Ristorazione, 20 mila addetti a rischio nella Città metropolitana di Venezia

Il dossier di Confcommercio: fatturato complessivo crollato del 40 per cento. Zanon: «Gli operatori stanno reagendo, ma in questa fase è necessario azzerare la burocrazia»
Plateatici Pieni in Piazza Ferretto.Mestre, 18/05/2020.Foto A. Gilardi/Ag. Lorenzo Pòrcile
Plateatici Pieni in Piazza Ferretto.Mestre, 18/05/2020.Foto A. Gilardi/Ag. Lorenzo Pòrcile

MESTRE. A due mesi dalla riapertura dopo il lockdown bar e ristoranti faticano molto: causa un crollo dei fatturati del meno 40%. Nella sola Città Metropolitana di Venezia a rischio oltre 20 mila lavoratori. Massimo Zanon (presidente di Fipe Confcommercio Metropolitana di Venezia e di Confcommercio Unione Metropolitana di Venezia) conferma l’allarme generale.

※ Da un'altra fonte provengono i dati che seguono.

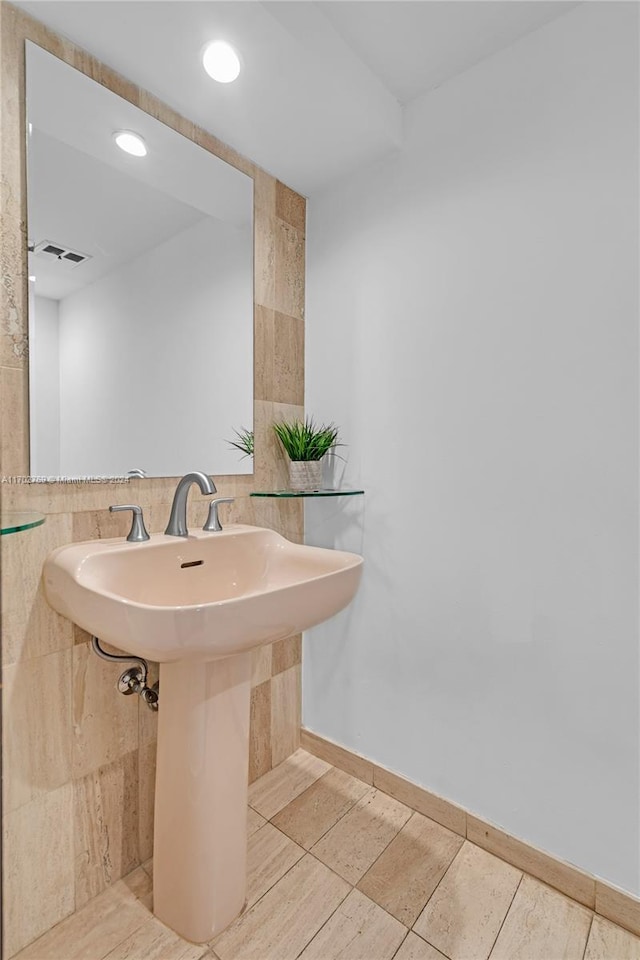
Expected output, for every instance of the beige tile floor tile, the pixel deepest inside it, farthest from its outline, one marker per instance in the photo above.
(358, 930)
(571, 881)
(609, 942)
(254, 821)
(415, 948)
(154, 941)
(270, 855)
(281, 924)
(359, 838)
(425, 802)
(284, 783)
(542, 924)
(307, 818)
(463, 917)
(93, 931)
(405, 875)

«La resilienza è già iniziata anche con nuovi strumenti per migliorare e innovare il business, ma sono indispensabili zero burocrazia e sostegni pubblici efficaci per un settore rilevante per Venezia e il Veneto». Entro fine anno la contrazione potrebbe ridursi, spiega la Fipe Confcommercio, al meno 26 per cento, sostanzialmente la metà dell’attuale, «con la previsione di risalire la china il prossimo anno». Previsioni che non nascondono i problemi del settore, penalizzato da un calo di clientela, dovuto anche allo smart working.

I numeri

Poco meno di 26.000 pubblici esercizi che attivano 84.231 dipendenti in Veneto di cui il 56,1% donne; di questi 5.573 sono bar, ristoranti e locali vari che si trovano nella Città Metropolitana di Venezia dove si concentra il 21,56% delle imprese venete del settore, che danno lavoro a 20.883 dipendenti, di cui il 45,31% donne.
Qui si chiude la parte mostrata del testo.